Holidays: 5th Column
07.13.18
The Pleasures of Rereading 4 Columns

We’ll be back with a regular 4Columns issue on September 7. In the meanwhile, please enjoy this missive from the shores of our summer break.

Confronted with the dizzying array of new releases that line the bookstore shelves, we eschew novelty in favor of the pleasures of rereading: encountering rhythms and resonances that emerge once unraveling the mysteries of plot and character are no longer of concern; refracting insights from the past through the prism of the present. How, for example, does Elif Batuman use the subtleties of semiotics to dredge up emotions in her Pulitzer Prize–nominated The Idiot? How does Mary Gaitskill’s scathing critique of “female empowerment” in her first essay collection, Somebody with a Little Hammer, resound in the midst of the #MeToo movement?

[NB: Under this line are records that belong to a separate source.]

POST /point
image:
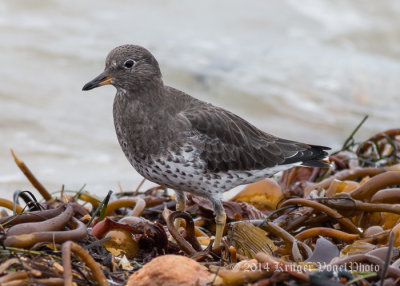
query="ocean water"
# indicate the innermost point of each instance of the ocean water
(303, 70)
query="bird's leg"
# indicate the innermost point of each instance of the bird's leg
(180, 206)
(220, 221)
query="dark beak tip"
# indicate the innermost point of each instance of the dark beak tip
(87, 86)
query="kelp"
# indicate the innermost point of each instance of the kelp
(336, 226)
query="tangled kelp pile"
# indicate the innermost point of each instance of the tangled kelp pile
(312, 227)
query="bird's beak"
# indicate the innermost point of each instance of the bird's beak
(101, 79)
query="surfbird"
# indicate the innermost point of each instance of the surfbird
(183, 143)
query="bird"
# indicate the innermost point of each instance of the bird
(188, 145)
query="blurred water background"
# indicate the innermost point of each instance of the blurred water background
(304, 70)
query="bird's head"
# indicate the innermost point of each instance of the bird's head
(128, 67)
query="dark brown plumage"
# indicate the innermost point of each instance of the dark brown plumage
(186, 144)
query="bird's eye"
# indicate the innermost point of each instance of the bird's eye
(129, 63)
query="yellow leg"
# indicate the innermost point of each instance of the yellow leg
(180, 206)
(220, 221)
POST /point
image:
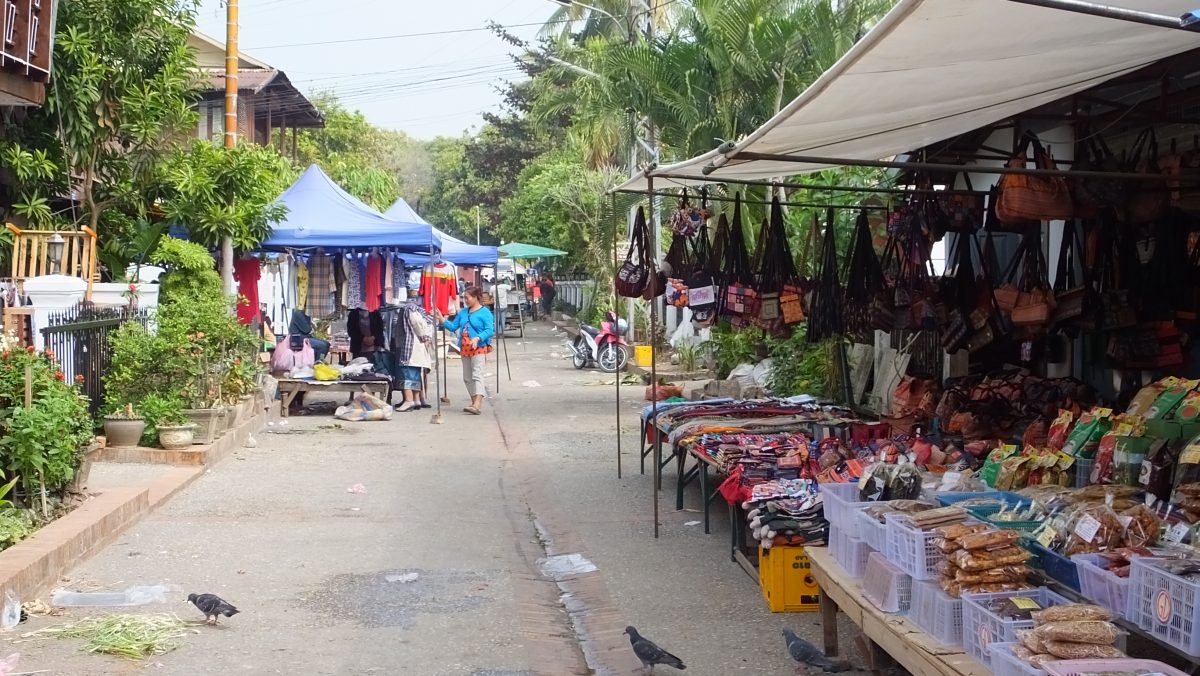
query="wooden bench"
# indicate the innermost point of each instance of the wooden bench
(887, 633)
(291, 387)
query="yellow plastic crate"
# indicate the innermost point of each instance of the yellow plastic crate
(786, 578)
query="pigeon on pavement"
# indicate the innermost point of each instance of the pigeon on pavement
(808, 653)
(651, 653)
(213, 606)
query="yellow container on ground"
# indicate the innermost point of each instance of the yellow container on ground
(786, 578)
(643, 356)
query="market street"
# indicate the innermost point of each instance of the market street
(469, 507)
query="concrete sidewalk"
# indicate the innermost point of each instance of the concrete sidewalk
(471, 507)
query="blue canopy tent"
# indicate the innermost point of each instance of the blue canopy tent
(321, 214)
(453, 249)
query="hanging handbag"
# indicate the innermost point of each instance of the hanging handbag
(1149, 199)
(1093, 193)
(741, 303)
(634, 275)
(1025, 197)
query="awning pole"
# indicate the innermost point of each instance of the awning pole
(1110, 12)
(654, 365)
(937, 167)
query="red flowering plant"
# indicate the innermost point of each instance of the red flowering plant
(42, 443)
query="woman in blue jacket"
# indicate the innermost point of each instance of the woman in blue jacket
(474, 328)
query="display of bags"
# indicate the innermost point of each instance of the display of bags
(635, 273)
(1149, 199)
(741, 300)
(1024, 197)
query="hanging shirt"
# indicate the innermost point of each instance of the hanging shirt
(439, 280)
(321, 287)
(373, 286)
(354, 291)
(301, 285)
(247, 271)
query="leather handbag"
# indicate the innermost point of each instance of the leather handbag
(1024, 197)
(1149, 201)
(634, 274)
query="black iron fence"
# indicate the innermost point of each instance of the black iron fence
(79, 340)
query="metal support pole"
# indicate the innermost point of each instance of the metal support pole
(231, 136)
(1121, 13)
(654, 380)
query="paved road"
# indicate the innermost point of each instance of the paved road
(471, 507)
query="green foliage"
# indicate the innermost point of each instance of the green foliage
(198, 351)
(119, 101)
(41, 443)
(157, 410)
(372, 163)
(219, 192)
(732, 346)
(799, 368)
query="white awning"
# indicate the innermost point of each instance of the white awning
(933, 70)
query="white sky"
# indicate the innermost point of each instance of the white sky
(425, 85)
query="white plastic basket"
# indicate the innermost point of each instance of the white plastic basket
(1005, 663)
(1165, 605)
(936, 612)
(873, 531)
(839, 502)
(851, 554)
(912, 549)
(1101, 586)
(982, 627)
(886, 586)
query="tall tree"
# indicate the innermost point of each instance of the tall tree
(119, 102)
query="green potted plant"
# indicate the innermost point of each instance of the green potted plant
(166, 423)
(124, 426)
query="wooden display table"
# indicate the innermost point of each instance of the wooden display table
(291, 387)
(886, 633)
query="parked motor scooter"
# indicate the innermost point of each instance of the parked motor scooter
(604, 347)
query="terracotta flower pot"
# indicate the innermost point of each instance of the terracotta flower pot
(175, 437)
(124, 432)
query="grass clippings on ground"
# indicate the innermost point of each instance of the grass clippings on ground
(133, 636)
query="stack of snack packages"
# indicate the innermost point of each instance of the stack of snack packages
(981, 558)
(1074, 630)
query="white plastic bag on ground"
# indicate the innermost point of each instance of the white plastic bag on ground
(365, 407)
(761, 372)
(743, 374)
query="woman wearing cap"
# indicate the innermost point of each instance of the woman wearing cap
(474, 328)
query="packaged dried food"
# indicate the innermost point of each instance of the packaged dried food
(1067, 650)
(1059, 430)
(995, 587)
(1041, 660)
(1021, 652)
(995, 459)
(1081, 632)
(1086, 434)
(959, 530)
(1072, 612)
(1002, 574)
(989, 539)
(1143, 526)
(976, 561)
(1158, 468)
(1031, 641)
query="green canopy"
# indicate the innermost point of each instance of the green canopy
(517, 250)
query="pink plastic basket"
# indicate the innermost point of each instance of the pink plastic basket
(911, 549)
(1079, 666)
(1101, 586)
(1005, 663)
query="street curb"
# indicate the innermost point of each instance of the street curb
(197, 455)
(33, 566)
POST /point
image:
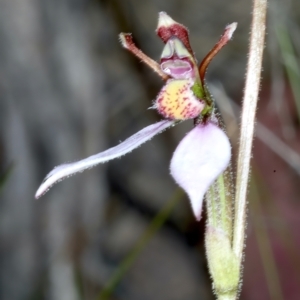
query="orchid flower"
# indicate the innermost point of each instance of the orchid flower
(205, 152)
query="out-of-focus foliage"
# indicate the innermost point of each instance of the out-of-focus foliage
(68, 90)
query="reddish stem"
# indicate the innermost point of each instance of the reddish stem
(226, 36)
(127, 42)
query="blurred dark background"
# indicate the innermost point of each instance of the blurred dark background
(69, 90)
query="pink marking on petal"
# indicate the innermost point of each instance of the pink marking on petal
(66, 170)
(202, 155)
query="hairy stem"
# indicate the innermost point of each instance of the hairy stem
(247, 123)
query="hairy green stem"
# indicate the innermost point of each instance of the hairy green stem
(247, 123)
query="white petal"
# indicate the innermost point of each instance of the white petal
(199, 159)
(62, 171)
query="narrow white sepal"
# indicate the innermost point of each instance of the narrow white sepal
(63, 171)
(202, 155)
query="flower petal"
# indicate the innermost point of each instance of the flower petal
(63, 171)
(202, 155)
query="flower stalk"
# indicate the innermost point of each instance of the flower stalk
(253, 75)
(201, 162)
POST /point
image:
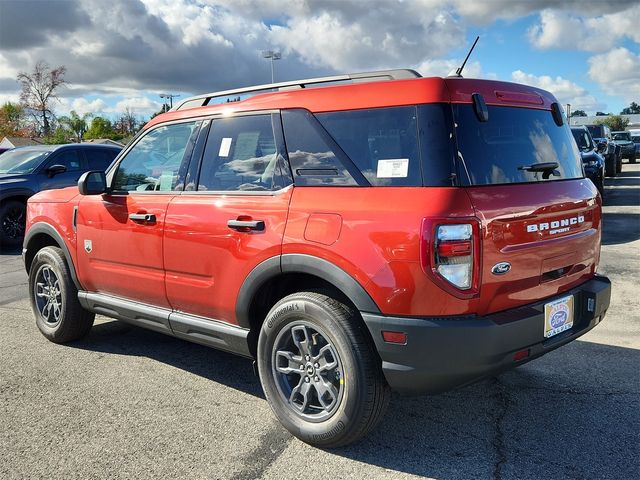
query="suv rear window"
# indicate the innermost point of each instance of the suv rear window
(499, 150)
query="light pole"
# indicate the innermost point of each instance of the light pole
(170, 96)
(273, 56)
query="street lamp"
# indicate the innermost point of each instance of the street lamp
(273, 56)
(169, 96)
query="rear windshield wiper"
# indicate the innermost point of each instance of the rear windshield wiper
(547, 168)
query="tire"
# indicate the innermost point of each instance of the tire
(12, 223)
(54, 298)
(340, 391)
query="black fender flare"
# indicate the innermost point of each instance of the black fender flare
(15, 192)
(46, 229)
(300, 263)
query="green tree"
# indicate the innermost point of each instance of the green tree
(100, 128)
(76, 124)
(614, 122)
(632, 109)
(39, 89)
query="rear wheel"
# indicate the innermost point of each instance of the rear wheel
(319, 371)
(12, 223)
(54, 298)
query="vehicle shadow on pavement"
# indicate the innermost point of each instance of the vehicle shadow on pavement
(120, 338)
(10, 250)
(571, 414)
(620, 228)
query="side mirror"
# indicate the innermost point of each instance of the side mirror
(92, 183)
(55, 169)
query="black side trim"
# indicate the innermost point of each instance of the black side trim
(262, 273)
(45, 228)
(294, 262)
(205, 331)
(211, 333)
(299, 263)
(15, 192)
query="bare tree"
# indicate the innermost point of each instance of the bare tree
(127, 123)
(39, 89)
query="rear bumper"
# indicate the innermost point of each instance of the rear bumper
(444, 353)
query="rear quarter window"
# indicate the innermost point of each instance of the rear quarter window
(383, 143)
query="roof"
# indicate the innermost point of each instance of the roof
(51, 148)
(12, 142)
(105, 141)
(378, 94)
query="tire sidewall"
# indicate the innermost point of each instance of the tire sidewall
(329, 431)
(48, 258)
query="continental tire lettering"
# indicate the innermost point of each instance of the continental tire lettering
(293, 307)
(331, 433)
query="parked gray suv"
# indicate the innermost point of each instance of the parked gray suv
(25, 171)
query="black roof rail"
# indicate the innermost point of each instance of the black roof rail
(205, 99)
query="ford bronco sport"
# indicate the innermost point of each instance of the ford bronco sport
(381, 232)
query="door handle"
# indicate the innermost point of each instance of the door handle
(246, 225)
(143, 217)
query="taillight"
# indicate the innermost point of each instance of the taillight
(454, 254)
(451, 254)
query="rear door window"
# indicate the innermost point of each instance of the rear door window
(241, 154)
(99, 159)
(506, 147)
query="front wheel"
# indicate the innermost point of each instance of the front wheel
(12, 223)
(319, 370)
(54, 298)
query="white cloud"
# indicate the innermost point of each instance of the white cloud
(442, 68)
(564, 90)
(559, 29)
(344, 38)
(138, 105)
(617, 72)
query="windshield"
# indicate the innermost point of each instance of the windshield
(622, 136)
(22, 161)
(583, 139)
(511, 146)
(595, 131)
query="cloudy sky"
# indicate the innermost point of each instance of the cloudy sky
(123, 53)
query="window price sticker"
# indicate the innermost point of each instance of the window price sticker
(393, 168)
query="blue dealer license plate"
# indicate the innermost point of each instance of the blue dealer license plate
(558, 316)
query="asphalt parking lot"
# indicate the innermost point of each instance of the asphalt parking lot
(129, 403)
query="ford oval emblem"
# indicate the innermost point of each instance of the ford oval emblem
(501, 268)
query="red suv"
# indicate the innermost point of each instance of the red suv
(381, 232)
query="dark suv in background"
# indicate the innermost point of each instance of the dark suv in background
(627, 147)
(25, 171)
(601, 135)
(592, 161)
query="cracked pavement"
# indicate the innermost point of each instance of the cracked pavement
(129, 403)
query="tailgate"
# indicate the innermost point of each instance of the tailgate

Sometimes rereading is an elegiac act, as when we turn to Philip Roth’s Why Write? But sometimes we turn back to look ahead. This is certainly the case with Karl Ove Knausgaard’s Autumn, the first in a new quartet of books, each devoted to a single season. Here, we cannot help but hunt for clues for the final installment of the celebrated author’s epic My Struggle, being published for the first time in English—and reviewed in 4Columns by Hari Kunzru—this September.